How to avoid that next storage hardware refresh
Customers tell me repeatedly that they dread the phone call from their hardware storage vendor. Every three or four years, the call is predictable:
"Great news John, due to economies of scale the cost per GB of storage has dropped and performance has increased – we can also provide you with some flash to help improve performance. Plus, we have extra options like deduplication, encryption and replication – we will need to charge you for these.
Wait, there is more: "Yes, all you need to do is replace all that perfectly good working storage with our new array, and due to your explosive growth it will cost you slightly more than your last refresh. Our professional services team can help you with a migration project to move data from our oldto our new frame.
Sound familiar? How would you like to change the conversation?
"That is OK Bill, you know how we virtualised our servers all those years ago, and it changed how we purchased servers?"
"Well we are doing the same to our storage, and now we no longer need that hardware upgrade. In fact we are adding 1TB of RAM for about A$12,000, 5TB of high performance flash for about $A10,000.
For extra capacity, we are using multiple 10TB drives – they are costing us only about $A800 each and we can interconnect all our existing disparate SANs and NAS's into a single storage pool by using Objective-Defined Storage.
Objective-Defined Storage manages in real-time data tiering between hot, warm and cold data to free up RAM and SSD when an application no longer needs those expensive resources.
All resources can be shared across all applications – even applications on different hosts. It can even create up to eight resilient live instances of critical data using our existing storage including these inexpensive high capacity drives – pretty cool. Oh, and thank you for your suggestion, but we will give it a miss.
Software is king! And your data is your kingdom.
Why are you replacing your perfectly good storage? Reliability? Performance? Scalability?
Using Objective-Defined Storage, which is a software-only solution that allows users to extend the life of existing storage assets, exponentially increase performance and deliver totally elastic scale-up, scale-out, scale anyway you require, including the cloud capacity.

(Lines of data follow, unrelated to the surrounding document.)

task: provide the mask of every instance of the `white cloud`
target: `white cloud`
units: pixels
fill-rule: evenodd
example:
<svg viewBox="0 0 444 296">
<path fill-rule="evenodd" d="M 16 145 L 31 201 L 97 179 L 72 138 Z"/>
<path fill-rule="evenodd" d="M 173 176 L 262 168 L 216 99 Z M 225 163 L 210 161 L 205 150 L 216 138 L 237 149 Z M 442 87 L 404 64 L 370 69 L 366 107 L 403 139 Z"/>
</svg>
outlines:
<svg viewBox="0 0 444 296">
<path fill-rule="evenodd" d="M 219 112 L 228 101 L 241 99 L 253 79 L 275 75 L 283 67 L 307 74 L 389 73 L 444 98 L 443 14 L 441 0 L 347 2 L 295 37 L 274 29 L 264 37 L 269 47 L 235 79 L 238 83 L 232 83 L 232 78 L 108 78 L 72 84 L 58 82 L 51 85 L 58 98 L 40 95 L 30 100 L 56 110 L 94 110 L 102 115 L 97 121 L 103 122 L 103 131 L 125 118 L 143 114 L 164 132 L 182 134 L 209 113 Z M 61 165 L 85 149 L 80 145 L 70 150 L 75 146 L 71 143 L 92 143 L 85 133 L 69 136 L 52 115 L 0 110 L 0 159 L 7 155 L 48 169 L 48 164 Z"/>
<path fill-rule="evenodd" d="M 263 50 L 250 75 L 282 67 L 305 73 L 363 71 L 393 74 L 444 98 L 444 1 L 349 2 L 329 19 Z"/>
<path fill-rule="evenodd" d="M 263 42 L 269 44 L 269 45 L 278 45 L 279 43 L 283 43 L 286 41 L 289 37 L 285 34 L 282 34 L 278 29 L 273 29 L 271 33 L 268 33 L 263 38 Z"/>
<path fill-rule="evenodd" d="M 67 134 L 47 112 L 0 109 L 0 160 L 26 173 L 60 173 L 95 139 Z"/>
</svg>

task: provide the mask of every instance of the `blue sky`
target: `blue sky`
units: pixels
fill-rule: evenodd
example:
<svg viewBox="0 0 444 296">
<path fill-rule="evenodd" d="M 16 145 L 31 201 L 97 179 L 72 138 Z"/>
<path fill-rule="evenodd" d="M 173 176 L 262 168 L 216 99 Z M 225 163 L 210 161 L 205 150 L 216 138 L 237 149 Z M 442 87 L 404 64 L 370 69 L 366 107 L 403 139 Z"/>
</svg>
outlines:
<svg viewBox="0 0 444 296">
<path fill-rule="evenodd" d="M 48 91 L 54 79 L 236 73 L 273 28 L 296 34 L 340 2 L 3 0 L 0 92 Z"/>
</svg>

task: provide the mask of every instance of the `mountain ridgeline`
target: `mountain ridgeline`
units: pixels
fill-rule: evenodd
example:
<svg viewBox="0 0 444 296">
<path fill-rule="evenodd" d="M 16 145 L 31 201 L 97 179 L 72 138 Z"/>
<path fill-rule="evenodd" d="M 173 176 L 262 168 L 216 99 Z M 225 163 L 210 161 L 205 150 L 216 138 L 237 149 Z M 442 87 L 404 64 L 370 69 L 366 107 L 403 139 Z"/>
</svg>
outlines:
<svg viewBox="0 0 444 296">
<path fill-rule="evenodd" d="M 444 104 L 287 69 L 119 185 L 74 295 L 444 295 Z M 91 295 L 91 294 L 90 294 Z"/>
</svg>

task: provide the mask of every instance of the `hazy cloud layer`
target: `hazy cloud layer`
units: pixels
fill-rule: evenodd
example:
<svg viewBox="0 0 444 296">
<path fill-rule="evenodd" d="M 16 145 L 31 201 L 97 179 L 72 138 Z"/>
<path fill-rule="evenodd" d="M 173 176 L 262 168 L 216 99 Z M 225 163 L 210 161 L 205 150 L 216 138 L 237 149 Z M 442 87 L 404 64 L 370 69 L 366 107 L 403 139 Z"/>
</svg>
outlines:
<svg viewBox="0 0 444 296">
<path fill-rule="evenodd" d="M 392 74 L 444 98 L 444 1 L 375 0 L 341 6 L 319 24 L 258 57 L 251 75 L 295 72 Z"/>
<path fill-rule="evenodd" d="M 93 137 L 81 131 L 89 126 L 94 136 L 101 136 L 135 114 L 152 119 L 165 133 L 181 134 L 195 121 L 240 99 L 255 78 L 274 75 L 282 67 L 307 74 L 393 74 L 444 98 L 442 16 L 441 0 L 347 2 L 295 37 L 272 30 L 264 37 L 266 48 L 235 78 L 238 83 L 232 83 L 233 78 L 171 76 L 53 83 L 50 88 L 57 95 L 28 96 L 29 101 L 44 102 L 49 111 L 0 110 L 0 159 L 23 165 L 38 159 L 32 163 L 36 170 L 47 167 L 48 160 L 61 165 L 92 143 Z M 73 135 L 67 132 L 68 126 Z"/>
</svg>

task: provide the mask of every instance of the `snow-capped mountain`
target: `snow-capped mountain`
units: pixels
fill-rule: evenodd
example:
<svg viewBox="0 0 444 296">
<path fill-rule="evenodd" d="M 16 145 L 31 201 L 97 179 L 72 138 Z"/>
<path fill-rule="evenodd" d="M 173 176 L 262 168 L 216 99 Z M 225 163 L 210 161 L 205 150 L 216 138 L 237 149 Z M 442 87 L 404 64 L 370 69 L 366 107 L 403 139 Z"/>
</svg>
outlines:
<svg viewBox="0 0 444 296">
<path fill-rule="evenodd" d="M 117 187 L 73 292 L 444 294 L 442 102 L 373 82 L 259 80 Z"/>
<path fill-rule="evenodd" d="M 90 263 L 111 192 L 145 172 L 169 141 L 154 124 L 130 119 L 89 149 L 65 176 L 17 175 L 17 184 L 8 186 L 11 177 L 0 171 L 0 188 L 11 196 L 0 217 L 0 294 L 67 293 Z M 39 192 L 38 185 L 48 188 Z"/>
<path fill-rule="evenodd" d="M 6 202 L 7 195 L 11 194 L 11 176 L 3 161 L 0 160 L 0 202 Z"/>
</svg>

The technology extends the life of existing storage for a couple of years, allowing users to avoid those expensive fork-lift upgrades.

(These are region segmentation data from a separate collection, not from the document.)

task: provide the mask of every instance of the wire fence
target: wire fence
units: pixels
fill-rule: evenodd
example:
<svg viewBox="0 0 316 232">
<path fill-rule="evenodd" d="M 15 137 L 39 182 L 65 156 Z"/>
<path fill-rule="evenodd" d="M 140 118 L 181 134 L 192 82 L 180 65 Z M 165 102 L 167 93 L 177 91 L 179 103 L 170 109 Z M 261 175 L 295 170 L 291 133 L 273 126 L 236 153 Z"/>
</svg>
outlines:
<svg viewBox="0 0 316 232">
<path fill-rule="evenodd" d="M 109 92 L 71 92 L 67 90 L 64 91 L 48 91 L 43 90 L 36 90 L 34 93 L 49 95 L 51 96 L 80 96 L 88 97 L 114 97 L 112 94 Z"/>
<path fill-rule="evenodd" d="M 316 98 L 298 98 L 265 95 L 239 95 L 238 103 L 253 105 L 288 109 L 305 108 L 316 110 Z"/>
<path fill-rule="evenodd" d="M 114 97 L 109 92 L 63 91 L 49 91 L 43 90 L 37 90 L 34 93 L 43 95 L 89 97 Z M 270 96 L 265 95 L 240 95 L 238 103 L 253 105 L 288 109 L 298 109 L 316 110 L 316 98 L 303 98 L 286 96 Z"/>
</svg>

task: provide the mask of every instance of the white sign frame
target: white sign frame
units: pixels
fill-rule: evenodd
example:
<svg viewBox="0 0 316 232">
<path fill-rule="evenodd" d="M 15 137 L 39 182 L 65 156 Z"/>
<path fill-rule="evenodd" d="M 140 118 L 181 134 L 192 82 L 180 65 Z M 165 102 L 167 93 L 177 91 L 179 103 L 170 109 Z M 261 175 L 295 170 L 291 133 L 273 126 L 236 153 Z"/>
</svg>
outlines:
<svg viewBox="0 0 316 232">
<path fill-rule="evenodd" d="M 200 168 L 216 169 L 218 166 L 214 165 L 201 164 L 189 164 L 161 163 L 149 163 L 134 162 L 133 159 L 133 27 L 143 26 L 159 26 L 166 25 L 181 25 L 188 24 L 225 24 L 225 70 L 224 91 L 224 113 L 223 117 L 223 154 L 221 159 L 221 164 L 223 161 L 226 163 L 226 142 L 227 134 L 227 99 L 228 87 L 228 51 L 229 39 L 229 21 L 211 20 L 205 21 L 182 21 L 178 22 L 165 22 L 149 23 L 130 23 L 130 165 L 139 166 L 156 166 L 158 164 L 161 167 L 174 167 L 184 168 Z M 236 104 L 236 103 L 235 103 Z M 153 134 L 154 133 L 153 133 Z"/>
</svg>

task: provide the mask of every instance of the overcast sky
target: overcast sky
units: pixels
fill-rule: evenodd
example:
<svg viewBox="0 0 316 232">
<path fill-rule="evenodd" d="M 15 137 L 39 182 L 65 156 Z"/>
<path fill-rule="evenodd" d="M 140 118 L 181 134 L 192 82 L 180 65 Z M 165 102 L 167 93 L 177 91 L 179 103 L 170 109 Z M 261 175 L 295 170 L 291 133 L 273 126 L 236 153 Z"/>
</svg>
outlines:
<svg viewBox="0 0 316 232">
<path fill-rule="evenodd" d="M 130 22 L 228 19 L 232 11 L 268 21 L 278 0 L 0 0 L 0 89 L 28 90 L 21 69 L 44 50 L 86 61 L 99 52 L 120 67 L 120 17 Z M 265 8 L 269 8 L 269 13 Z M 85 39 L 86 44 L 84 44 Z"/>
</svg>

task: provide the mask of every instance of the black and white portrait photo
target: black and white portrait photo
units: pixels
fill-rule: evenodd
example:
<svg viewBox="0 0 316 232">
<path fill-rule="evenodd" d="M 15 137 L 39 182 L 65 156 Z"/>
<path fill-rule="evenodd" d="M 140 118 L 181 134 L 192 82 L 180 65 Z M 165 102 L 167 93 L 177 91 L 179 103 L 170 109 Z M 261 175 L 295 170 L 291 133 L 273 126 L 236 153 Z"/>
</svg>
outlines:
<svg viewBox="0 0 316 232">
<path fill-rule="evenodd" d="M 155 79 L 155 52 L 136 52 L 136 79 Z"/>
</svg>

Using Objective-Defined Storage, typically allows users to free up between 50 to 80 per cent of capacity of a SAN or NAS by moving cold data to high capacity low cost devices, or the cloud; deliver exponential performance improvement using commodity SSDs; and improve data availability.
Two of the major outcomes are finally eliminating cost and complexity from a storage ecosystem by deploying the storage solution for the new enterprise.
Just like virtualisation changed the way we use and deploy servers, storage virtualisation de-couples data from the underlying storage hardware and allows data to move freely and ubiquitously across all storage, regardless of vendor, make or model.
This delivers data freedom to a business and puts an end to vendor lock-in, storage silos and forklift upgrades once and for all.